IkeGPS, the unprofitable laser measurement tool maker, said it had a solid first quarter and plans to "substantially accelerate" sales of its new IKE Analyze product.
Revenue was $1.9 million in the three months ended June 30, up 48 percent on the same period in 2017, Ike said today. Some $1.7 million of that came from sales of its IKE4 product. The Wellington-based company said two pilots of IKE Analyze, which delivers pole analysis and asset reports, had been concluded successfully in the quarter, and "follow-on contract opportunities have the potential to deliver significant revenue from Q2 FY19."
Chief executive Glenn Milnes said the business's annualised run rate - a non-GAAP accounting measure commonly used by software as a service companies - was $1.2 million per month "with the potential to grow significantly." Ike had $1.2 million in cash at the end of the quarter, down from cash and equivalents of $2.6 million as at March 31, with $1.1 million in receivables, and said it is managing operating costs tightly.
Milnes said the success of the IKE Analyze pilots and the "meaningful pipeline of sales opportunities" the company has developed have created an opportunity to substantially accelerate the growth of the IKE Analyze business.

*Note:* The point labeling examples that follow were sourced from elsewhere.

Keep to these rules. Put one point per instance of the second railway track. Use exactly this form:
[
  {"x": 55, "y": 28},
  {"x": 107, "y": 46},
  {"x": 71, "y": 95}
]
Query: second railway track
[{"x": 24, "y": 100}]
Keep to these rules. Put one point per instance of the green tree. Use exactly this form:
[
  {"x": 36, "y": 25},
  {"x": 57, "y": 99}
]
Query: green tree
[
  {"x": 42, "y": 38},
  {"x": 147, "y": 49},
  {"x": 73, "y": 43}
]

"This would require higher levels of working capital in the short term but could deliver outsize revenue and gross margin growth over and above our base FY19 plan if we are successful with this initiative," Milnes said. "More generally, usage of the IKE4 solution with target accounts continues to show that against existing work practices IKE4 increases efficiency in the field by approximately 2x and increases efficiency in the back-office by approximately 5x for make-ready engineering. This gives us confidence in the potential to continue to grow the North American market."
In the March 2018 year, Ike narrowed its net loss of $6.7 million, or 9 cents per share, from a loss of $10.6 million, or 18 cents, a year earlier. The company said at the time it expects to lift annual sales by more than 30 percent again and keep operating costs flat, leading to earnings before interest, tax, depreciation and amortisation breaking even.
The company's shares rose 1.8 percent to 58 cents and have gained 36 percent this year.